Dienhart: Big Ten silencing critics in NCAA tournament
Remember way back when the national narrative was “the Big Ten is down?” It seems like a silly notion now, doesn’t it?
The Big Ten has more than acquitted itself in the opening two rounds of the NCAA tourney. Three of the seven Big Ten teams — No. 4 Purdue, No. 7 Michigan and No. 8 Wisconsin — are still dancing, giving the conference as many Sweet 16 teams as any other league. What’s more, two of the highest seeds to be given the boot from the Big Dance — No. 1 Villanova (by Wisconsin), No. 2 Louisville (by Michigan) — were courtesy of the Big Ten.
“In the past 24 hours, we’ve shown how good of a conference the Big Ten is,” Michigan’s Zak Irvin said after his team dumped Louisville on Sunday.
Add it all up, and the Big Ten has gone 8-4 to silence its critics. Check out how the other power conferences have fared thus far.
Big East: 5-5
Big 12: 8-3
Yes, the Big Ten saw No. 5 Minnesota (No. 12 Middle Tennessee State) and No. 6 Maryland (No. 11 Xavier) lose opening games to lower-seeded foes. But no critic can be down on the other Big Ten losses — No. 8 Northwestern vs. No. 1 Gonzaga; No. 9 Michigan State vs. No. 1 Kansas.
“For us as coaches and players, it’s hard to talk about it,” Purdue coach Matt Painter said after the Boilermakers topped Iowa State on Saturday to reach the Sweet 16 for the first time since 2010. “Tell (critics) to go play Michigan. People don’t think our league is any good, tell them to go play Wisconsin. They’re not an eighth seed. I don’t understand that. You don’t understand basketball if you put Wisconsin an eighth seed.

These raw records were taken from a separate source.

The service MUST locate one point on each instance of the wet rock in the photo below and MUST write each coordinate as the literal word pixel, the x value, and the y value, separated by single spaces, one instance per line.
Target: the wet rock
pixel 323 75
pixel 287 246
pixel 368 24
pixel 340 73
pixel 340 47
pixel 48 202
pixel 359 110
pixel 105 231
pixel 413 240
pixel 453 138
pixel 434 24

“You play Michigan State, you better bring your lunch. We’ve got a good league.”
Perhaps even more surprising than the Big Ten’s success has been the ACC’s struggles. Long the darling of the national media and a conference that seemingly always gets the benefit of the doubt when it comes to quality, the ACC has one team left in the NCAA tourney: No. 1 North Carolina, which opened with wins vs. No. 16 Texas Southern and No. 8 Arkansas.
But Duke, Virginia, Miami, Florida State, Virginia Tech, Notre Dame, Florida State and Louisville are out. And Wake Forest lost a play-in game. The biggest ACC disappointment was No. 2 Duke, a supremely talented team that many thought deserved a No. 1 seed after claiming the ACC tourney title.
The Pac-12 and Big 12 have played the best of the major conferences so far in the NCAA tourney and have some prime national title contenders. No. 2 Arizona and No. 3 UCLA seemingly have good shots to make the Final Four. And No. 1 Kansas and No. 3 Baylor of the Big 12 could be destined for the Final Four in Arizona. But know this: Baylor is in the same East region as Wisconsin, a Final Four team in 2014 and 2015, when it made the national title game. And Kansas is in the same Midwest region with Purdue and Michigan, which played in the national championship game in 2013. The Boilers last made the Final Four in 1980. (Other legit title contenders are No. 1 Gonzaga from the West Coast Conference and No. 2 Kentucky from the SEC.)
“There’s always going to be a lot of about what teams are getting the most hype early, and it just doesn’t go away,” Michigan coach John Beilein said. “And so as a result, I told everybody, ‘Just wait.’ The level of coaching in this league, the resources in this league, the level of talent in this league, it will come to the top at the end of the year.
“There’s a process that people go through to develop their teams and we had a lot of good seniors last year who graduated and a lot of guys waiting in the wings. It may not have showed in November or December. It’s showing in March.”
And, it may show up in April in the Final Four, as the Big Ten looks for its first national championship since Michigan State cut down the nets in 2000.